Po 27 latach od zabójstwa na ławie oskarżonych w poznańskim Sądzie Okręgowym zasiedli ci, którzy zdaniem prokuratorów uprowadzili i pomogli w jego zabójstwie. – Jest naoczny świadek tego uprowadzenia – mówi prokurator. Dariusz L. i Mirosław R. kiedyś byli milicjantami, ale po zakończeniu służby zatrudnili się w firmie Mariusza Świtalskiego jako jego ochroniarze.

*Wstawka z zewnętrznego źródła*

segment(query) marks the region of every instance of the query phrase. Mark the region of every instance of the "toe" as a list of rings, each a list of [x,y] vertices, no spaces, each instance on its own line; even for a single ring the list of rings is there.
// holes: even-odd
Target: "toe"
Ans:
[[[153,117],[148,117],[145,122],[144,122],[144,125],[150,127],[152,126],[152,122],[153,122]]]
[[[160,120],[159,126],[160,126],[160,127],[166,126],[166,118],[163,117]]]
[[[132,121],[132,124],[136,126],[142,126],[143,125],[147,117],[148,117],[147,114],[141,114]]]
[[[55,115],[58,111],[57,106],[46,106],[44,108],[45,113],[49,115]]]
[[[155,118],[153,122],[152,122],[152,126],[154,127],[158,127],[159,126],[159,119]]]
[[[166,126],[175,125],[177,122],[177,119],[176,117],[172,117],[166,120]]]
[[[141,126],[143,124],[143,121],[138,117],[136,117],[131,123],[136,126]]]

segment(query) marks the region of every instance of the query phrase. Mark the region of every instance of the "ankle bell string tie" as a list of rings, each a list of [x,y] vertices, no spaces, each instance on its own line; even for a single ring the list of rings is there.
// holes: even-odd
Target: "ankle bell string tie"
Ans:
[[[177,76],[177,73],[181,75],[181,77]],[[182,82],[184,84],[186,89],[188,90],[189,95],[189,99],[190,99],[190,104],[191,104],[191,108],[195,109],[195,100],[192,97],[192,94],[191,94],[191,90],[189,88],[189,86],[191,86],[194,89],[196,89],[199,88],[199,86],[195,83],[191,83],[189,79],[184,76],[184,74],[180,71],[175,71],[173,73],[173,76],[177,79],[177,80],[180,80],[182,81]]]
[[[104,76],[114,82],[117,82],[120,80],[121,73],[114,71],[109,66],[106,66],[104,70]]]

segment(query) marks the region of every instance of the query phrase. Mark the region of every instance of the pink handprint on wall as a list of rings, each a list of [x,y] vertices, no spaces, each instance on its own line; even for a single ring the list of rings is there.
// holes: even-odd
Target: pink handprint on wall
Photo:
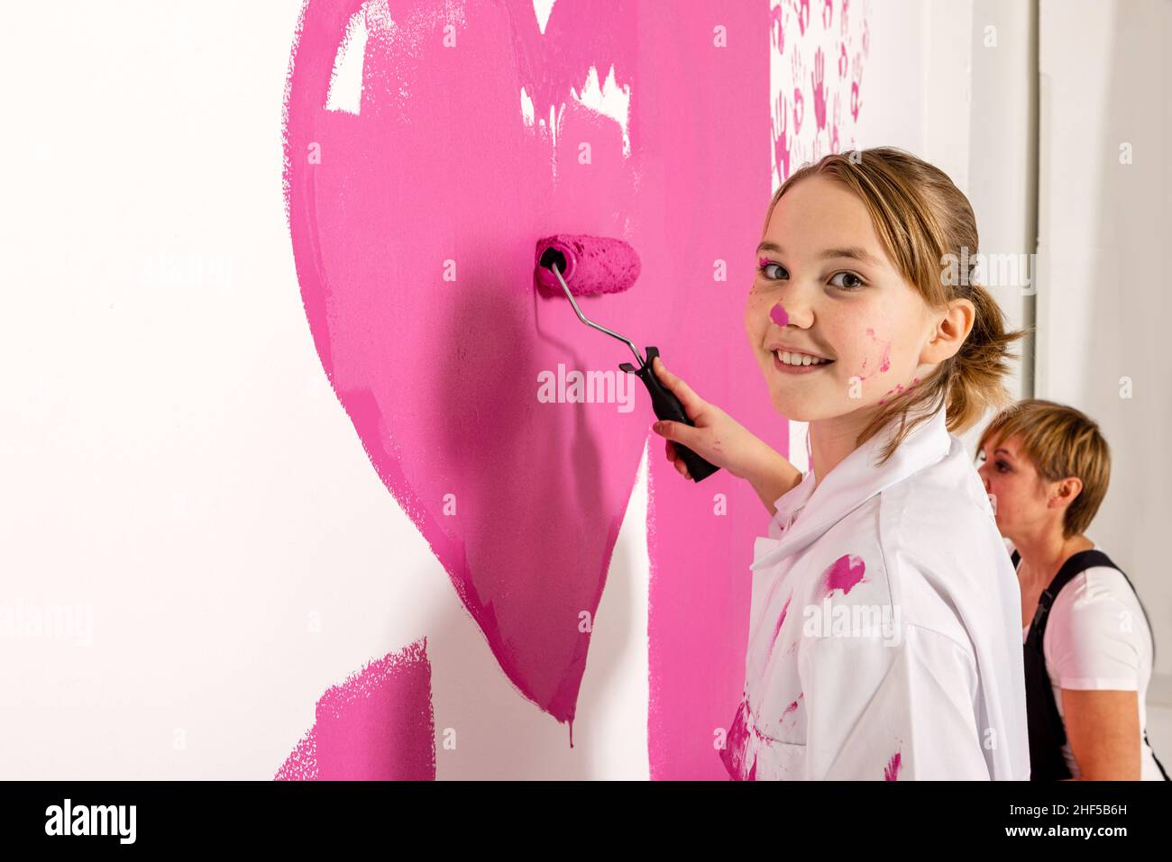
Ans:
[[[810,0],[793,0],[793,14],[798,19],[798,35],[804,36],[810,26]]]
[[[793,73],[793,136],[802,134],[802,119],[805,117],[805,96],[802,95],[802,82],[805,80],[805,66],[802,55],[795,50],[790,56],[790,69]]]
[[[774,100],[774,167],[777,173],[777,183],[782,184],[790,176],[790,142],[785,135],[785,96],[781,93]]]
[[[851,116],[856,122],[859,119],[859,108],[863,100],[859,97],[859,88],[863,85],[863,62],[858,54],[854,55],[854,73],[851,81]]]
[[[815,52],[813,55],[813,71],[810,73],[810,82],[813,85],[813,116],[815,122],[818,124],[818,131],[826,128],[826,87],[824,83],[823,70],[826,66],[826,55],[822,53],[822,48]],[[815,159],[817,159],[817,155]]]
[[[784,7],[781,4],[769,7],[769,35],[778,54],[785,53],[785,29],[782,27],[783,12]]]
[[[833,108],[833,121],[830,126],[830,151],[839,152],[838,149],[838,130],[843,124],[843,96],[839,93],[834,93],[834,108]]]

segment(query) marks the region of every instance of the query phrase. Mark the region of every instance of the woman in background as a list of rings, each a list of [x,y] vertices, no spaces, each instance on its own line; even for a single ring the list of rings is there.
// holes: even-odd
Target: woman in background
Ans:
[[[984,430],[977,461],[1022,597],[1034,780],[1167,779],[1147,744],[1154,644],[1127,576],[1084,535],[1111,474],[1085,415],[1027,399]]]

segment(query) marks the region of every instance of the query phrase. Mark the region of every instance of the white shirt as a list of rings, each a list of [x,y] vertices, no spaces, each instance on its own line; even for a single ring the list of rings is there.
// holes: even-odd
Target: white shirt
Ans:
[[[776,502],[754,549],[747,779],[1028,779],[1021,594],[943,410]]]
[[[1022,629],[1022,643],[1029,625]],[[1062,588],[1042,636],[1042,655],[1062,714],[1062,689],[1078,691],[1134,691],[1139,698],[1139,778],[1163,781],[1151,747],[1144,741],[1147,726],[1147,683],[1152,678],[1152,635],[1134,590],[1118,569],[1092,566]],[[1078,778],[1078,762],[1070,743],[1062,746],[1070,774]]]

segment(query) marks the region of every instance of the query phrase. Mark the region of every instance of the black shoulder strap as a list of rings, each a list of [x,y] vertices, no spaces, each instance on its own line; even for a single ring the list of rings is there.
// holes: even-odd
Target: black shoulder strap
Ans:
[[[1014,552],[1014,556],[1017,556],[1016,550]],[[1017,563],[1015,562],[1014,567],[1016,568],[1016,566]],[[1079,550],[1077,554],[1071,554],[1067,561],[1062,563],[1062,568],[1058,569],[1058,574],[1056,574],[1047,588],[1042,590],[1042,595],[1038,596],[1037,600],[1037,610],[1034,611],[1034,621],[1030,623],[1028,635],[1028,638],[1037,646],[1038,650],[1042,649],[1042,636],[1045,634],[1045,624],[1049,622],[1050,606],[1054,604],[1054,600],[1058,597],[1062,588],[1074,580],[1075,575],[1083,569],[1089,569],[1095,566],[1110,566],[1111,568],[1115,568],[1110,557],[1108,557],[1108,555],[1102,550]],[[1126,577],[1126,575],[1124,575],[1124,577]],[[1131,583],[1131,581],[1127,581],[1127,583]],[[1132,590],[1134,590],[1134,587],[1132,587]],[[1154,662],[1154,655],[1152,661]]]
[[[1014,569],[1016,569],[1017,563],[1021,560],[1021,554],[1014,550],[1010,560],[1014,563]],[[1131,591],[1136,595],[1136,601],[1139,603],[1139,609],[1144,613],[1144,620],[1145,622],[1147,622],[1147,631],[1152,638],[1152,668],[1154,668],[1156,630],[1152,629],[1151,618],[1147,616],[1147,608],[1144,607],[1144,602],[1139,597],[1139,593],[1136,591],[1136,584],[1133,584],[1131,582],[1131,579],[1127,577],[1127,573],[1120,569],[1113,562],[1111,562],[1111,557],[1109,557],[1102,550],[1096,550],[1096,549],[1081,550],[1077,554],[1071,555],[1070,559],[1062,565],[1062,568],[1058,569],[1058,574],[1054,576],[1054,580],[1050,581],[1049,586],[1042,591],[1042,595],[1038,598],[1037,613],[1034,614],[1034,622],[1030,623],[1029,635],[1027,636],[1027,643],[1033,645],[1034,649],[1041,652],[1042,636],[1045,634],[1045,624],[1049,620],[1050,606],[1054,604],[1054,600],[1057,598],[1058,593],[1062,591],[1063,587],[1070,583],[1070,581],[1075,577],[1075,575],[1077,575],[1079,572],[1084,569],[1095,568],[1096,566],[1105,566],[1108,568],[1115,569],[1120,575],[1123,575],[1123,580],[1125,580],[1127,582],[1127,586],[1131,587]],[[1049,690],[1047,690],[1047,693],[1049,693]],[[1146,728],[1144,731],[1144,743],[1147,744],[1149,748],[1152,747],[1151,743],[1147,741]],[[1152,750],[1152,758],[1156,760],[1156,765],[1159,767],[1160,774],[1164,777],[1164,780],[1165,781],[1172,780],[1168,778],[1167,771],[1164,768],[1164,764],[1161,764],[1160,759],[1156,757],[1154,750]]]

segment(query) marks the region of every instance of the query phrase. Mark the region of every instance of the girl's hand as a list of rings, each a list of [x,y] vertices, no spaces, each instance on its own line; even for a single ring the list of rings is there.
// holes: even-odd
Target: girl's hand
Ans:
[[[652,425],[655,433],[667,439],[667,458],[675,464],[680,474],[686,479],[691,478],[683,459],[676,453],[675,443],[687,446],[738,479],[752,474],[762,461],[763,449],[769,449],[765,443],[718,406],[696,395],[691,386],[667,370],[659,356],[653,360],[652,368],[660,382],[680,399],[683,412],[695,423],[695,427],[670,420]]]

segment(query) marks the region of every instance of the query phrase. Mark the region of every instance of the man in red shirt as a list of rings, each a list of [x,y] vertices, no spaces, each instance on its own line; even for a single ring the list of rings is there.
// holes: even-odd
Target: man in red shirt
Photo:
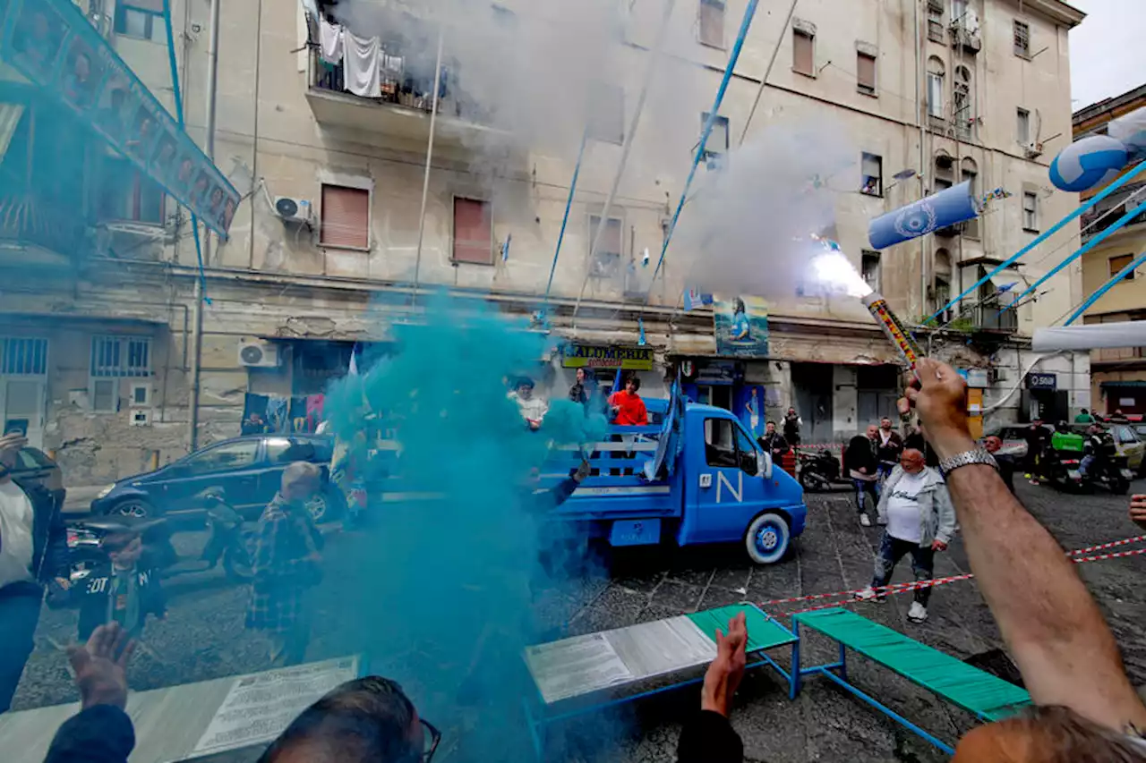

Jarosław Ziętara dopiero zaczynał w zawodzie, ale był niezwykle utalentowany. Miał nie tylko dar do pisania dobrych artykułów, ale też po prostu nosa do tropienia bulwersujących afer gospodarczych. Dlatego gdy 1 września 1992 roku wyszedł z domu do redakcji, ale ślad po nim zaginął nikt nie wierzył, że to przypadek, ucieczka, czy samobójstwo. Chociaż śledczy próbowali zamieść sprawę pod dywan, jego koledzy dziennikarze z poznańskich redakcji wciąż pukali do różnych drzwi. Efekt? Krakowska prokuratura na nowo zajęła się sprawą i przed oblicze sądu doprowadziła najpierw Aleksandra Gawronika, a teraz dwóch byłych milicjantów, a potem ochroniarzy w poznańskiej firmie Elektromis. Ci ostatni nie przyznają się do winy. – Nigdy w życiu nie popełniłem żadnego przestępstwa, nie znałem Jarosława Ziętary, nie miałem żadnego powodu, by go porywać. Od nikogo nie dostałem żadnego zlecenia na Ziętarę – czytał z kartki Mirosław R., który twierdzi, że tego dnia, gdy porwano dziennikarza... odprowadzał syna do szkoły – Nie mam z tą sprawą nic wspólnego – wtórował mu Dariusz L.